Aber durch die nun zugelassene PID ist von Rechts wegen ein Instrument geschaffen, das erklärtermaßen das Ziel einer Selektion verfolgt. Das hat eine gänzlich andere ethische Dimension als die Gewissensentscheidung in einer persönlichen Konfliktlage: Es ist nun von Staats wegen eine gebilligte Methode, um nur noch dem gesunden Leben eine Chance zu geben, jedenfalls im Blick auf den in-vitro erzeugten Embryo.

Unser Gesetzgeber hat aus gutem Grund die embryopathische, also durch Krankheit oder Behinderung eines Fötus begründete Indikation als Begründung für einen straffreien Schwangerschaftsabbruchs abgeschafft. Die Spätabtreibung wegen der Behinderung des Kindes ist also bei uns verboten. Damit hat der Gesetzgeber deutlich gemacht: Wir wollen keine Gesellschaft, in der menschliches Leben mit Krankheit oder Behinderung per se unerwünscht ist und keinen Platz mehr hat.

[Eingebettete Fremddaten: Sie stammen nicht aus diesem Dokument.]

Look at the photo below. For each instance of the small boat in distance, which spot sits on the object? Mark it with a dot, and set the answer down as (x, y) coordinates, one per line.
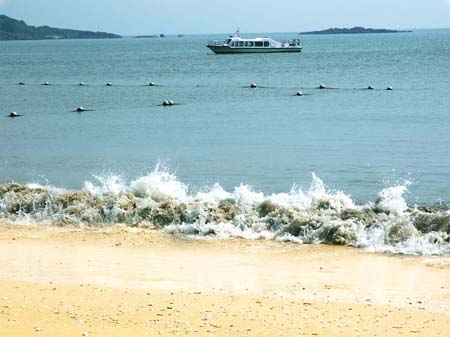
(236, 44)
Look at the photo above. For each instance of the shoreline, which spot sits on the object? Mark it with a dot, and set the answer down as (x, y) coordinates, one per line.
(126, 282)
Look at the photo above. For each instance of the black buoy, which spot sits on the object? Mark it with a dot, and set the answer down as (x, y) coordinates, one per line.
(14, 115)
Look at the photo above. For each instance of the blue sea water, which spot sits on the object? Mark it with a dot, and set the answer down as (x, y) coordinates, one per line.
(356, 140)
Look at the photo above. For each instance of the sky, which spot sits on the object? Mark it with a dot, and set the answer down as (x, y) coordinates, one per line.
(140, 17)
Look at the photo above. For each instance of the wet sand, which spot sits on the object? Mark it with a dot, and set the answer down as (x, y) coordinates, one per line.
(122, 282)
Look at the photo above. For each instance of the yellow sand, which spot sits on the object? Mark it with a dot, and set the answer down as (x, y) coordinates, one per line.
(120, 283)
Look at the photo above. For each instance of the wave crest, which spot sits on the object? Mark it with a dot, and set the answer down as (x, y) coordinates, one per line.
(315, 215)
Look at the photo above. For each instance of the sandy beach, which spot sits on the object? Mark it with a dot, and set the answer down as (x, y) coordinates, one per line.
(123, 282)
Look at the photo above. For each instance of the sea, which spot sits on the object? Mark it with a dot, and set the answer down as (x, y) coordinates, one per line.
(343, 165)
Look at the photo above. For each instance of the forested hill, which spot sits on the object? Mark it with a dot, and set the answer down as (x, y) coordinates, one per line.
(12, 29)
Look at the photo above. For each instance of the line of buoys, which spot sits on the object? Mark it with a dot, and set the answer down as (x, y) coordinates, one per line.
(168, 103)
(13, 115)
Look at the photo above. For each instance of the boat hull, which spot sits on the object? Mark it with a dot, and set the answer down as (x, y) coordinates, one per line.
(230, 50)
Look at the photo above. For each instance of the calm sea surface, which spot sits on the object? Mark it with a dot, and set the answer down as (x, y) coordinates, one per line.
(356, 140)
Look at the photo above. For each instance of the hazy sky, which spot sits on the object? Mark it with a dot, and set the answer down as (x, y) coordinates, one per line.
(128, 17)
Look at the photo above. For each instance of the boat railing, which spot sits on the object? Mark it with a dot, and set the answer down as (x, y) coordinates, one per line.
(215, 43)
(292, 42)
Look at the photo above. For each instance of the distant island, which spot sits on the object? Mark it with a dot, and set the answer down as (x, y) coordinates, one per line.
(12, 29)
(354, 30)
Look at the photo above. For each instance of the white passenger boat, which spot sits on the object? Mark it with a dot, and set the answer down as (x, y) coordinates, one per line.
(236, 44)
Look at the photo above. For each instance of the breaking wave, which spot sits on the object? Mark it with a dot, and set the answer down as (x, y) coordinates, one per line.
(314, 215)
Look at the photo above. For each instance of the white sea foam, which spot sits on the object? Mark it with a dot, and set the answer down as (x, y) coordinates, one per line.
(313, 215)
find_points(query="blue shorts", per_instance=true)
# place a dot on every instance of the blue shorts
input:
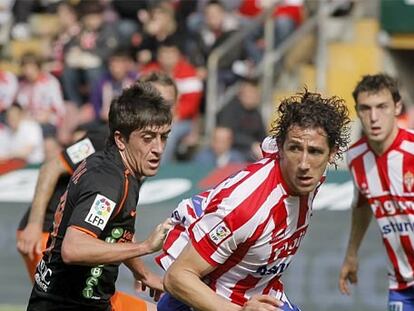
(401, 300)
(169, 303)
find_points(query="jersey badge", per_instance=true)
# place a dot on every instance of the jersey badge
(409, 180)
(80, 151)
(100, 211)
(219, 233)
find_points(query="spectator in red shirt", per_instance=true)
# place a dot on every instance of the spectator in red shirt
(190, 90)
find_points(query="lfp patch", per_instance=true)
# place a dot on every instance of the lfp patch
(80, 151)
(219, 233)
(100, 211)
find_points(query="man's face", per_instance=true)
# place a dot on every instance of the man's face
(377, 112)
(304, 157)
(119, 67)
(144, 148)
(168, 57)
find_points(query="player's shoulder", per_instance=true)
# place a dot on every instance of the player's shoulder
(407, 134)
(356, 149)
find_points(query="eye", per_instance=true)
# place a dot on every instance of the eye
(293, 148)
(363, 108)
(147, 138)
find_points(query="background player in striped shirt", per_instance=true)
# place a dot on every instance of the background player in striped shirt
(382, 166)
(254, 221)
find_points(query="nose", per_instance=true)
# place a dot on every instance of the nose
(158, 146)
(304, 162)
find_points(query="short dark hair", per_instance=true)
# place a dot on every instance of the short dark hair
(161, 78)
(376, 83)
(312, 110)
(138, 107)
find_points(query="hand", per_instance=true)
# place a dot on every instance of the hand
(153, 282)
(29, 242)
(349, 273)
(263, 303)
(156, 238)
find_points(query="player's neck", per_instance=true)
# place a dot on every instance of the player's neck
(380, 147)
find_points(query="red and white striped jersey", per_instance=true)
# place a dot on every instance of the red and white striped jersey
(186, 213)
(250, 231)
(386, 182)
(8, 89)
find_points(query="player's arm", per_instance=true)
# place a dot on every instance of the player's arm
(80, 247)
(361, 218)
(183, 281)
(144, 277)
(29, 240)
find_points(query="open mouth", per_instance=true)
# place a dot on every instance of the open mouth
(154, 163)
(305, 180)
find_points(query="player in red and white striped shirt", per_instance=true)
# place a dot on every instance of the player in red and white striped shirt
(382, 166)
(254, 221)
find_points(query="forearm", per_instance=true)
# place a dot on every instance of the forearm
(46, 183)
(79, 248)
(361, 218)
(188, 288)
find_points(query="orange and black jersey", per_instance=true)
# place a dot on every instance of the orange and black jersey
(70, 158)
(100, 200)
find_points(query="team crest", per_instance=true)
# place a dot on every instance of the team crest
(409, 180)
(219, 233)
(395, 306)
(100, 211)
(80, 151)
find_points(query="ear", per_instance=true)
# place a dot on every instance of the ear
(119, 140)
(398, 108)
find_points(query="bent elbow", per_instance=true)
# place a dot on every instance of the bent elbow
(68, 253)
(170, 281)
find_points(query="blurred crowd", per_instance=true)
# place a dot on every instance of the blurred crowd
(99, 47)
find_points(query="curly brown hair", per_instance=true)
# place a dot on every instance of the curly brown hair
(311, 110)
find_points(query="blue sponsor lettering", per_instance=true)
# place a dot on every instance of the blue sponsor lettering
(398, 227)
(276, 269)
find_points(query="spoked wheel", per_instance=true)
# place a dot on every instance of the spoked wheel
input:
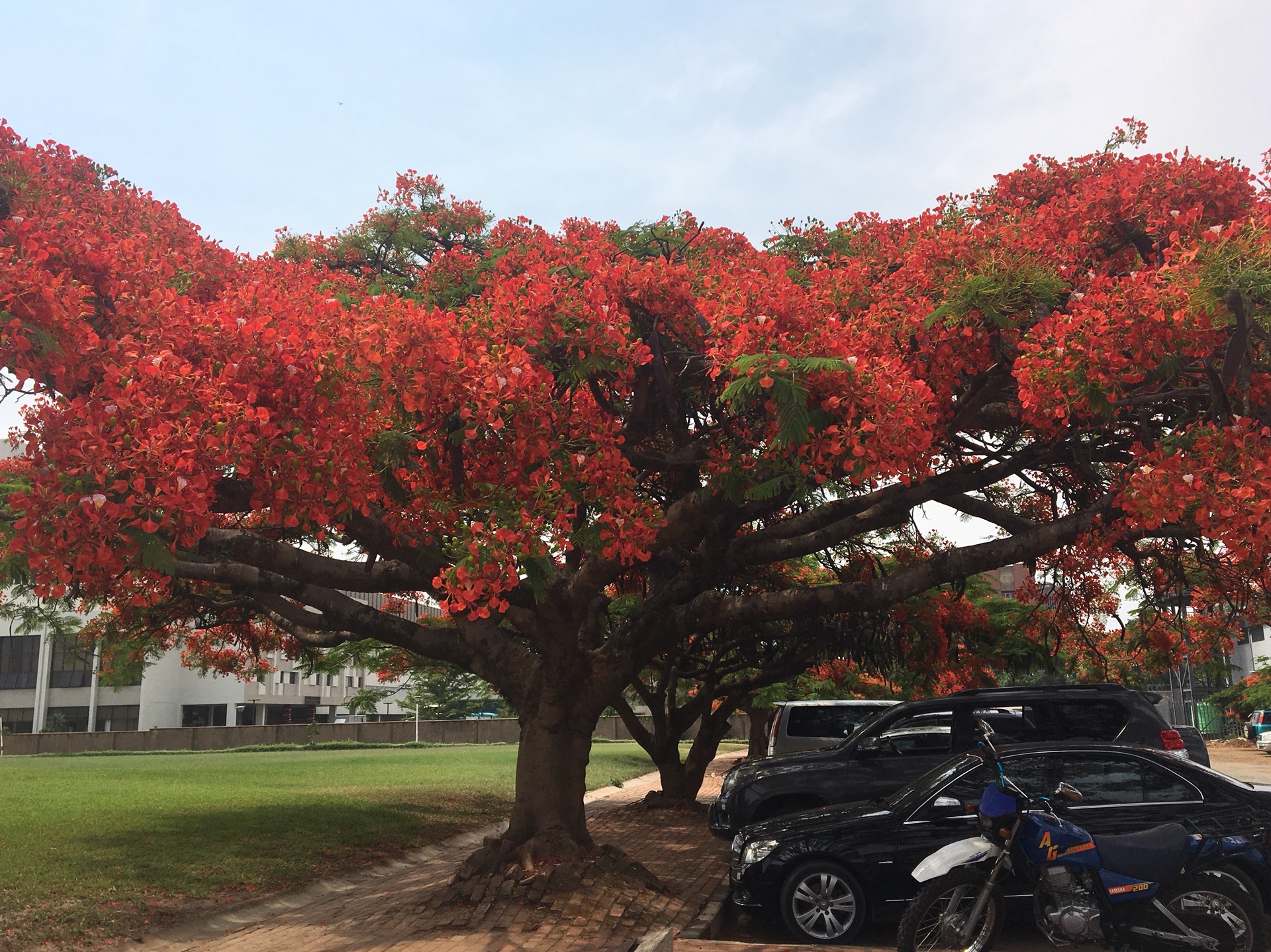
(823, 903)
(937, 920)
(1218, 906)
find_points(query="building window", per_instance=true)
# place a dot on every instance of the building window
(18, 720)
(73, 666)
(59, 720)
(203, 714)
(290, 714)
(118, 717)
(19, 661)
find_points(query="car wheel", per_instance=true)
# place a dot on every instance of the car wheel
(823, 903)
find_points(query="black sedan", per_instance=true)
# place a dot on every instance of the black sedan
(827, 871)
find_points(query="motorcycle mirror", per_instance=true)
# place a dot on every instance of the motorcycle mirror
(1066, 791)
(946, 809)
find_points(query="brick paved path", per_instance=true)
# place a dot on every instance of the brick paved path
(599, 905)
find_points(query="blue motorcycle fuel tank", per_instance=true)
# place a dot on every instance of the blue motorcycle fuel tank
(1050, 839)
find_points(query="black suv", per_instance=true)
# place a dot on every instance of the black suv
(906, 741)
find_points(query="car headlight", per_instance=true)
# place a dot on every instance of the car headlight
(730, 781)
(757, 851)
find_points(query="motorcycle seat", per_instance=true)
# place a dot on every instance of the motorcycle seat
(1154, 855)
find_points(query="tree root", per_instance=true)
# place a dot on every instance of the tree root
(494, 870)
(656, 800)
(497, 853)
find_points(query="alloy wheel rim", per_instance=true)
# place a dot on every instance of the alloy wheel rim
(824, 905)
(1201, 904)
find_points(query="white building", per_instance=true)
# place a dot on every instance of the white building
(1252, 651)
(48, 684)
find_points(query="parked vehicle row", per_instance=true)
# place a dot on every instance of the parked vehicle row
(862, 855)
(900, 743)
(909, 782)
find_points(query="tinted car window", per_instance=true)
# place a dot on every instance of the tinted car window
(1105, 779)
(1087, 720)
(919, 734)
(1026, 773)
(918, 740)
(1015, 725)
(826, 721)
(1160, 786)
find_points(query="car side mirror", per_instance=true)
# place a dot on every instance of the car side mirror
(870, 746)
(1069, 793)
(946, 809)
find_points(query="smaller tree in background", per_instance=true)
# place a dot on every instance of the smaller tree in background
(707, 679)
(1251, 693)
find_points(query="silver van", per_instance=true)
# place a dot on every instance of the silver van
(810, 725)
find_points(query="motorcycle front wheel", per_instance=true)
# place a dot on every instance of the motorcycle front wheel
(1218, 906)
(936, 920)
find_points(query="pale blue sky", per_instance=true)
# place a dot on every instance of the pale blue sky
(744, 113)
(252, 116)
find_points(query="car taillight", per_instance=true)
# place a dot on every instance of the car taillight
(1172, 740)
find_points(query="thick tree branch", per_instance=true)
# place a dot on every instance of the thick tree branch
(1000, 516)
(716, 609)
(250, 548)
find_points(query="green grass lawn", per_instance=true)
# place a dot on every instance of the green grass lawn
(97, 845)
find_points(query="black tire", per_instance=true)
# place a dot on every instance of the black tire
(931, 922)
(1218, 905)
(823, 903)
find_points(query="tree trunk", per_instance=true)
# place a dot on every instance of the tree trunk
(681, 779)
(712, 730)
(548, 819)
(761, 717)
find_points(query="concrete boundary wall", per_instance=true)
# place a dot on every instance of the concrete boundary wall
(483, 731)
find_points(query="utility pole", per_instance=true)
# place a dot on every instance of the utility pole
(93, 687)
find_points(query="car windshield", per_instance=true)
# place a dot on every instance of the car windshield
(909, 796)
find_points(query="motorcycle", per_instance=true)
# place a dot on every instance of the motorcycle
(1157, 890)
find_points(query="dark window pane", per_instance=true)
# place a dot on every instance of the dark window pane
(117, 717)
(1162, 786)
(829, 721)
(1088, 720)
(1105, 779)
(203, 714)
(66, 720)
(19, 660)
(18, 720)
(71, 667)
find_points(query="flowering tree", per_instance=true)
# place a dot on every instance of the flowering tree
(526, 425)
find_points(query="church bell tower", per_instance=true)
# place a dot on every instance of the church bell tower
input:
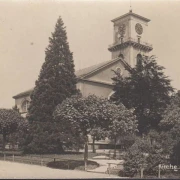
(130, 37)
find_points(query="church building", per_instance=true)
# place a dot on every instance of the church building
(129, 41)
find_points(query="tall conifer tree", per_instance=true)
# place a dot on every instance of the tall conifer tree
(56, 82)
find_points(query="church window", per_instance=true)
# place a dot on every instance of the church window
(121, 56)
(139, 40)
(25, 106)
(139, 58)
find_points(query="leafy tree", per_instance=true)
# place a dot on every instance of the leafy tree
(97, 134)
(15, 108)
(147, 90)
(122, 123)
(143, 155)
(56, 82)
(81, 115)
(170, 125)
(10, 122)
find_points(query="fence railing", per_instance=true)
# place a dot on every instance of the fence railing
(32, 159)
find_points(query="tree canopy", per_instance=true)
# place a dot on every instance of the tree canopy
(55, 83)
(57, 79)
(10, 122)
(82, 115)
(147, 90)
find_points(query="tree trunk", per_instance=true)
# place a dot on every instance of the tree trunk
(4, 141)
(94, 150)
(114, 148)
(85, 153)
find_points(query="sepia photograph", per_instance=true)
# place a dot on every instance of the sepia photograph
(89, 89)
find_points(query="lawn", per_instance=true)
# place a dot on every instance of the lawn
(72, 164)
(45, 158)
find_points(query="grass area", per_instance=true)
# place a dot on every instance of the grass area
(45, 158)
(73, 164)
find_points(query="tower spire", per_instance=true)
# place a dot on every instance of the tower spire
(130, 10)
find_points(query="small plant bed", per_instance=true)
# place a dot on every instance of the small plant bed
(72, 164)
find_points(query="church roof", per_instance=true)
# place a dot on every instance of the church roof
(130, 13)
(24, 93)
(80, 74)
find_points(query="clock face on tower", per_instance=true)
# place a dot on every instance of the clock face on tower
(139, 28)
(122, 29)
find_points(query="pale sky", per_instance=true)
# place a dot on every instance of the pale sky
(25, 27)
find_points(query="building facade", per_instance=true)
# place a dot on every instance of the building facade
(130, 41)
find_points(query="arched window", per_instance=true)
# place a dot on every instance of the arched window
(139, 58)
(121, 56)
(25, 106)
(111, 94)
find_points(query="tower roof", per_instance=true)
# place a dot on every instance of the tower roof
(130, 13)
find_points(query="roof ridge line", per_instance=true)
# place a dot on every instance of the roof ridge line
(97, 69)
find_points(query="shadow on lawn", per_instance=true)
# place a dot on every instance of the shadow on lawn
(72, 164)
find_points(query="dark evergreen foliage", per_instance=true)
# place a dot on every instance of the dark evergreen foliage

Die PID führt die embryopathische Indikation durch die Hintertür wieder ein. Das Signal lautet: Wenn irgend möglich soll Leben mit Behinderung im Keim erstickt werden. Für Menschen, die behindert sind, ist das ein verheerendes Signal. Und insgesamt für unser Gemeinwesen ein Zeichen von Inhumanität: Schon jetzt berichten Eltern von behinderten Kindern, dass sie zu hören bekommen, es hätte ja doch auch die Möglichkeit einer Abtreibung gegeben und weshalb sie trotzdem ein Kind mit Behinderung zur Welt gebracht haben.

Gegen solche Tendenzen setze ich mich zur Wehr. Denn das christliche Menschenbild weiß, dass auch Menschen mit Behinderung, Menschen, die nicht der "Norm" entsprechenden, geliebte Söhne und Töchter Gottes sind.

Johannes Friedrich (63) ist Landesbischof der Evangelisch-Lutherischen Kirche in Bayern, leitender Bischof der Vereinigten Evangelisch-Lutherischen Kirche Deutschlands (VELKD) und Mitglied des Rates der Evangelischen Kirche in Deutschland.